Professional Responsibility courses also tend to adopt a similarly reverential attitude toward the business client, instilling an ethic of “zealous advocacy” in generations of students. Few question whether the near-evacuation of ethical self-reflection from advocacy roles systematically advantages dubious (or worse) business propositions.
This emphasis on the disruptive and new is jarring in law, because legal systems’ internal values so often prize stability, regularity, precedent, and tradition. Pressed to justify it, partisans of disruptive innovation often turn to economics—a discipline all too happy to oblige with just-so stories of creative destruction. As William Baumol has observed, where economic growth has slowed, it is often “implied that a decline in entrepreneurship was partly to blame (perhaps because the culture’s ‘need for achievement’ has atrophied). At another time and place, it is said, the flowering of entrepreneurship accounts for unprecedented expansion.” Both policymakers and mainstream legal scholars tiptoe through the tulips of entrepreneurship, wary of disrupting the business plans of the disruptive innovators they admire.
However, as Baumol went on to wisely observe, there is no obvious connection between entrepreneurship and genuine productivity. Productivity, defined from a properly politico-economic perspective, reflects society’s ability to meet real needs, create capabilities, and to promote human flourishing. Some entrepreneurs contribute to it, but others do not. As Baumol observes, there are unproductive entrepreneurial activities, and at “times the entrepreneur may even lead a parasitical existence that is actually damaging to the economy.” Baumol also argues that the relative balance of productive, unproductive, and destructive entrepreneurs is not dictated by technology or culture. “Changes in the rules and other attendant circumstances can, of course, modify the composition of the class of entrepreneurs,” he reminds us, insisting on the intertwining of political and economic reality.
Law students tend to hear little to nothing about Baumol’s distinctions here, despite his status as one of the greatest economists of the 20th century. That is because the epistemological appeal of many dominant law and economics approaches is grounded in an ostensibly value-free and scientific assessment of the costs and benefits of different sets of legal rules. Describing certain economic activity as useless or parasitical is a value judgment. Better instead, in the eyes of the old law and economics, to stick to more quantitative assessments of value, or abstract descriptions of optimal legal rules that “neutrally” apply trans-substantively, without respect to the nature of the business they are affecting.
The problems with such an approach are readily apparent. First, there are obvious instances of entrepreneurship that leaves everyone (except the entrepreneur) worse off. In later work, Baumol described the international arms trade as one clear example: rapidly cheapening implements of destruction, and making them more readily available, is not a form of efficiency to be celebrated unproblematically. There may be cases where this arms trade enables a scrappy band of rebels to overcome an oppressive tyranny. But far more common are other dynamics: consolidation of power by tyrannical regimes; arms races among factions within a nation, and nations themselves; out-of-control armaments easily snapped up by terrorist forces.
Similarly, in banking, all too often legislators and regulators rush to promote “financial innovation” without fully understanding its consequences. For example, at present, the Office of the Comptroller of the Currency (via its proposed “fintech charters”) and the Consumer Financial Protection Bureau (via its Project Catalyst) are promoting financial technology (fintech) firms. Fintech may promote competition and create new options for consumers. But we should ensure that it is fair competition, and that these options don’t have hidden pitfalls. In my research on the finance and internet sectors, I have explored patterns of regulatory arbitrage and opaque business practices that sparked the mortgage crisis of 2008. I see similar themes emerging today.
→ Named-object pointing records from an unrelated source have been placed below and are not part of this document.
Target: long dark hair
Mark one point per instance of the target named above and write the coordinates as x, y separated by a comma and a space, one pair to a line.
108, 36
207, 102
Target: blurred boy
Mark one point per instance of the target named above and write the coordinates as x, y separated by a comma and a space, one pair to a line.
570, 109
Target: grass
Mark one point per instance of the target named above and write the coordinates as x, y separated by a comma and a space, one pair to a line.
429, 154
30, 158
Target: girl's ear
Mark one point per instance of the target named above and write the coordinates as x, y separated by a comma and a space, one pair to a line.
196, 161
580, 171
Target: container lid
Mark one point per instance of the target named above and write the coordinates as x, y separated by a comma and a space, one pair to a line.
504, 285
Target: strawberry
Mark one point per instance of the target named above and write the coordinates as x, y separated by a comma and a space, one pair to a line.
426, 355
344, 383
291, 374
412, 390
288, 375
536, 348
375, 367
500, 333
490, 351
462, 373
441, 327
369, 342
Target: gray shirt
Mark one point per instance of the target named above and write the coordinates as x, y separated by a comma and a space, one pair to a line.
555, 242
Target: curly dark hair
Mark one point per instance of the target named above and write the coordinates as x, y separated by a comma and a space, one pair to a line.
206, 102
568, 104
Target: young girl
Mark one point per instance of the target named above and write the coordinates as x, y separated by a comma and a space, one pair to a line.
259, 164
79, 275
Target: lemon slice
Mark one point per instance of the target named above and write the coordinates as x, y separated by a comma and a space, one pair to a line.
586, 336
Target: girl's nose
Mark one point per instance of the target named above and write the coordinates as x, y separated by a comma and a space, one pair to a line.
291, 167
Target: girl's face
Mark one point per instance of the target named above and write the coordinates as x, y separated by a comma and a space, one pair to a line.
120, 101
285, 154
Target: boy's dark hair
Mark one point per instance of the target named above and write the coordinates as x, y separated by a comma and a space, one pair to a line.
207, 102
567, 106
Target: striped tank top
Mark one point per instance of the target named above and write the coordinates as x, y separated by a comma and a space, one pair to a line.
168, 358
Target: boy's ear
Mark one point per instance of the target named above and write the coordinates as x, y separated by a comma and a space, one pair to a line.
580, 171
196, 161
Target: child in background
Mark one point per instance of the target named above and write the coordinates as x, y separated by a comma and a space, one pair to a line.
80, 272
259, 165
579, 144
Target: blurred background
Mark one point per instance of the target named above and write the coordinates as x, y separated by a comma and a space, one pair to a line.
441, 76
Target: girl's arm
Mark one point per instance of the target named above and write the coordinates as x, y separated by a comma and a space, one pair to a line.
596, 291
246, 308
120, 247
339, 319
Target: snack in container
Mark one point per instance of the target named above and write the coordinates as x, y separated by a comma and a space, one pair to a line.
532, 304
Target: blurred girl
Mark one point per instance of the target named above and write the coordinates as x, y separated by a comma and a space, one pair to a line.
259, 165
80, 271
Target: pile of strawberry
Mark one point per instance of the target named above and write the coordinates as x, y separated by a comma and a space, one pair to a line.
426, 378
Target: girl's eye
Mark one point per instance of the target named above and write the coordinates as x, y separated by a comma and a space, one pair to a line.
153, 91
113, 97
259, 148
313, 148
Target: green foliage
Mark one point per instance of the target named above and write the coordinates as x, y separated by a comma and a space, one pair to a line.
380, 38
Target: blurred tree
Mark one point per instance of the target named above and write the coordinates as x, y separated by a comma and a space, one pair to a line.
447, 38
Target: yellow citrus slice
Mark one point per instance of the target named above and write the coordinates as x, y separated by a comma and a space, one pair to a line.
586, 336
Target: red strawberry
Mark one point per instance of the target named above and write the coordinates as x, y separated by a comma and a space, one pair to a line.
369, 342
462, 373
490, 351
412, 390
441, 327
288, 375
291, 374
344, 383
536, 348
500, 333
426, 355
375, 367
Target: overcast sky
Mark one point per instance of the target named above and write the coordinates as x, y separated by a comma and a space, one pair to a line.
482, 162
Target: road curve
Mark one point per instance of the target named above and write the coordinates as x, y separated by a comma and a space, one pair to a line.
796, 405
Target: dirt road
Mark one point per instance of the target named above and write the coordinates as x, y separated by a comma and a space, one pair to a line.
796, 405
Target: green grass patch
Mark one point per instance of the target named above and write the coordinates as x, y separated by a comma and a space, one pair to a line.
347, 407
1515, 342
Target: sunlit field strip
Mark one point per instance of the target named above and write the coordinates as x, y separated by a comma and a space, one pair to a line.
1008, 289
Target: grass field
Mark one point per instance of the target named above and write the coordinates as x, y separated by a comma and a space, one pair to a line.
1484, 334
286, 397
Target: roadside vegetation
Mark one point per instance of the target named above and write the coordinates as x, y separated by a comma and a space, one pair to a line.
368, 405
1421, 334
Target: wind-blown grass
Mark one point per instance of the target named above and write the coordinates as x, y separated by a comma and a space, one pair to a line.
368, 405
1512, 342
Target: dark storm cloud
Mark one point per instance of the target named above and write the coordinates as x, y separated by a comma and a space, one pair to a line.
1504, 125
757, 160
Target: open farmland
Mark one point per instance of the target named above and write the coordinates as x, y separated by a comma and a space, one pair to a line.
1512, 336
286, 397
In the run-up to the crisis, federal authorities preempted state law meant to protect consumer borrowers. Their stated aim was to ensure financial inclusion and innovation, but the unintended consequences were disastrous. Federal authorities were not adequately staffed to monitor, let alone deter or punish, widespread fraudulent practices. They also flattened diverse state policies into a one-size-fits-all, cookie-cutter approach. We all know the results. Millions of families lost their homes to foreclosure, and the economy suffered a permanent output gap that undermines our nation’s strength to this day.
In short: entrepreneurship and innovation are not good in themselves. The toxic assets at the core of the financial crisis were innovative in many ways, but ultimately posed unacceptable risks. Entrepreneurial arms dealers could easily provide massively destructive weapons to terrorists. Many less troubling products and services have shadow sides that outweigh their ostensible benefits. Until law and economics places such concerns at the core of its inquiry—rather than relegating them to backwater arenas of externality correction and transfers—it will fail to account for core economic dynamics. Law and political economy addresses these issues directly, as an intersecting realm of monetary value and social values.
Note: Some of this post was based on my recent testimony before the U.S. Senate Committee on Banking, Housing, and Urban Affairs Committee, available here.